The first disc ends with “Catching Up with Keith” (10:12), a brief, funny featurette in which Murphy goes to visit Keith in upstate New York. Murphy both interviews Keith as they walk around his expansive property, but also records the sound, which makes for some funny side moments.

Of course, the real extra is on Discs Two and Three: the entire Madison Square Garden farewell show (Disc Two: 1:46:26; Disc Three: 1:48:08), presented in 1.78:1 anamorphic widescreen and Dolby Digital 5.1 and LPCM 2.0, just like the feature film. I imagine there are probably plenty of fans who would’ve bought a concert DVD all by itself, so either way you slice it, you’re getting a hell of an extra feature. It doesn’t hurt that the concert is cut together as dynamically as the feature itself, putting it a notch above the usual filmed concert experience.
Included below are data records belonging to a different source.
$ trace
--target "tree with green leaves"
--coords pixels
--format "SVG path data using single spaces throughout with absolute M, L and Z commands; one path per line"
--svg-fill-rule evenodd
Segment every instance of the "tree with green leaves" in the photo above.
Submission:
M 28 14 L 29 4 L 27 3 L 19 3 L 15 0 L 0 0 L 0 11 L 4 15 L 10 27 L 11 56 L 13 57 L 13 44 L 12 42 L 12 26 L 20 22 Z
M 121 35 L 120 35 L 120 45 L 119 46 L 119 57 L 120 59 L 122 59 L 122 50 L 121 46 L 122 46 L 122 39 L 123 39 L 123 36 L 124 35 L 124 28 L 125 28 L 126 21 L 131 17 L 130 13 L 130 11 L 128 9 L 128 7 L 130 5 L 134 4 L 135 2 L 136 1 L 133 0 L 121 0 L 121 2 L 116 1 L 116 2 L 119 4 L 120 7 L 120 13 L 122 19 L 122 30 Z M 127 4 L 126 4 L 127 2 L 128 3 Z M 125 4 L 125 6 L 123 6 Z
A promo for Oscilloscope plays before the main menu on Disc 1. An original theatrical trailer is also included.

Conclusion
Shut Up and Play the Hits deftly juggles discussion about art, the history and conclusion of LCD Soundsystem, and the requirements of a concert film. The disc looks and sounds great, the extras are good, and on top of it all, you get the entire three-and-a-half hour show on disc in 5.1, which is a two-disc set that would’ve been worth the price of a DVD all by itself. Considering the value and the quality of everything included, this package earns entry into the DVDTalk Collector’s Series.